EXTENT COUNT FOR OUTPUT FILES =  951813
EXTENT COUNT FOR OUTPUT FILES =  966978
EXTENT COUNT FOR OUTPUT FILES =  1065481

The only down side I see is that it makes the gfs2 inode structure bigger.
I also thought about changing the minimum reservation size to 16 blocks
rather than 32, since it's now adaptive, but before I did that, I'd have
to run some performance tests. What do you think?

Regards,

Bob Peterson
Red Hat File Systems
--------------------------------------------------------------------
Patch text:

This patch introduces a new block reservation doubling scheme. If we
get to the end of a multi-block reservation, we probably did not
reserve enough blocks. So we double the size of the reservation for
next time.
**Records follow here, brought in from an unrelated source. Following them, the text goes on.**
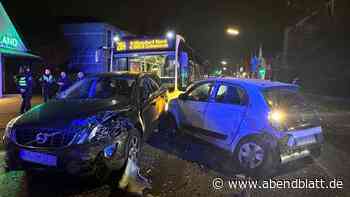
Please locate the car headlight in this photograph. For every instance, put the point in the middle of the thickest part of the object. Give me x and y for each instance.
(277, 119)
(8, 130)
(97, 133)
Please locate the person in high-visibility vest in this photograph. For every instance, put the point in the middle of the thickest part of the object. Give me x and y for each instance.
(24, 82)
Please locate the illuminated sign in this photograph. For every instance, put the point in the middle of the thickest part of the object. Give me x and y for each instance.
(9, 38)
(8, 42)
(149, 44)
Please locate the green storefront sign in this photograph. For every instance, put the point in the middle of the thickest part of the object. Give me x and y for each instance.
(8, 42)
(9, 38)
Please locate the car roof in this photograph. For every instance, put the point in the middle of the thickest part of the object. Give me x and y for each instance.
(126, 74)
(252, 82)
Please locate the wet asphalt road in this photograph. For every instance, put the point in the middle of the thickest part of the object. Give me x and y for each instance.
(184, 166)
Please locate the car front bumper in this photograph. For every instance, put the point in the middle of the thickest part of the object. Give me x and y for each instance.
(77, 160)
(299, 144)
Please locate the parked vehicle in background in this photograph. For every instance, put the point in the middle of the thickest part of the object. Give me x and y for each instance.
(92, 128)
(262, 123)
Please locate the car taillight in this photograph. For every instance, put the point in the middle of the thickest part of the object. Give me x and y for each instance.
(277, 119)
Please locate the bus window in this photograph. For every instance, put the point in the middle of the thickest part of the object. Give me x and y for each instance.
(120, 65)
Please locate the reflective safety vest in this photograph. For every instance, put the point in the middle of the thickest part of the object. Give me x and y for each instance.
(22, 82)
(48, 79)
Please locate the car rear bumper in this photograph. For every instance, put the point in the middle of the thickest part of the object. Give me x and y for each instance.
(77, 160)
(299, 144)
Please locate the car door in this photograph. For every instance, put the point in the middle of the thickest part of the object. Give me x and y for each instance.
(194, 104)
(225, 113)
(147, 102)
(158, 97)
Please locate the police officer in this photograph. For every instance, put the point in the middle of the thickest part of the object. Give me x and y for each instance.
(25, 86)
(80, 76)
(47, 82)
(64, 82)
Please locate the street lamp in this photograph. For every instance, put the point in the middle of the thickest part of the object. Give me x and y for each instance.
(170, 34)
(232, 31)
(116, 38)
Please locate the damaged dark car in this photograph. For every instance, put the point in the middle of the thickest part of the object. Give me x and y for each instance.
(91, 129)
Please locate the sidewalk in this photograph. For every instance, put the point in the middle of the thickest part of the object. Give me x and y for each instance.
(10, 106)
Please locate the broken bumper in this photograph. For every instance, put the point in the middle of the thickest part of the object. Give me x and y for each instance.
(299, 144)
(77, 160)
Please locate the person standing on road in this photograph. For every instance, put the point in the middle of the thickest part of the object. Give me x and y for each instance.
(24, 82)
(80, 76)
(64, 82)
(47, 82)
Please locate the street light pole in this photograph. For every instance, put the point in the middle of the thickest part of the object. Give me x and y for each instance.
(178, 39)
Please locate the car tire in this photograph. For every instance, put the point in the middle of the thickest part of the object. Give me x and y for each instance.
(103, 173)
(316, 152)
(170, 125)
(255, 157)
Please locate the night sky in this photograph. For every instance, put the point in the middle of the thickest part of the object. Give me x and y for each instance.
(201, 22)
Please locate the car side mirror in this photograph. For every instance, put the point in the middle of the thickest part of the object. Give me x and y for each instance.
(182, 97)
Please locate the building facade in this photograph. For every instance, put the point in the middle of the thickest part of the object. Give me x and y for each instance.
(91, 46)
(11, 47)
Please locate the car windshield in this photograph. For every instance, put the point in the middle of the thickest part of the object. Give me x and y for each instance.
(283, 97)
(100, 88)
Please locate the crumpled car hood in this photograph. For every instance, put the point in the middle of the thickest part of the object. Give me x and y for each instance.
(61, 113)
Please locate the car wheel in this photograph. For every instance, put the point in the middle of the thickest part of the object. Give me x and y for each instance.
(134, 146)
(171, 126)
(104, 174)
(102, 171)
(316, 152)
(254, 157)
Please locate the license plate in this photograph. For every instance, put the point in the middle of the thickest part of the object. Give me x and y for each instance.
(306, 140)
(39, 158)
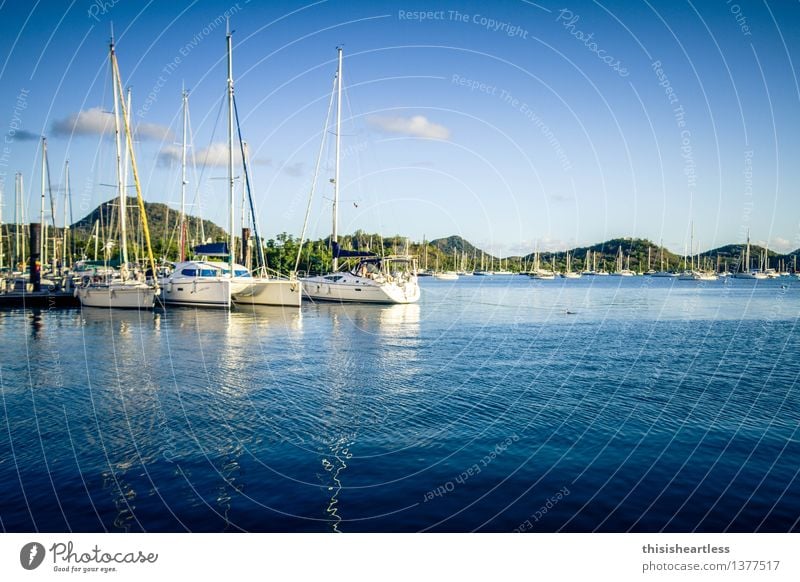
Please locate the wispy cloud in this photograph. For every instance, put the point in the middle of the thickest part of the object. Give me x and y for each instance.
(153, 131)
(417, 126)
(93, 121)
(296, 170)
(215, 155)
(96, 121)
(23, 135)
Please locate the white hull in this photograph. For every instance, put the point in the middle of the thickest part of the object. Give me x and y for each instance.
(128, 295)
(697, 276)
(350, 288)
(270, 292)
(543, 276)
(448, 276)
(199, 292)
If we can't find any rgrps that match, we go back to the
default 32 blocks.

Signed-off-by: Bob Peterson <rpeterso@redhat.com> 
---
 fs/gfs2/incore.h | 1 +
 fs/gfs2/main.c   | 2 ++
 fs/gfs2/rgrp.c   | 7 ++++++-
 fs/gfs2/rgrp.h   | 9 ++-------
 4 files changed, 11 insertions(+), 8 deletions(-)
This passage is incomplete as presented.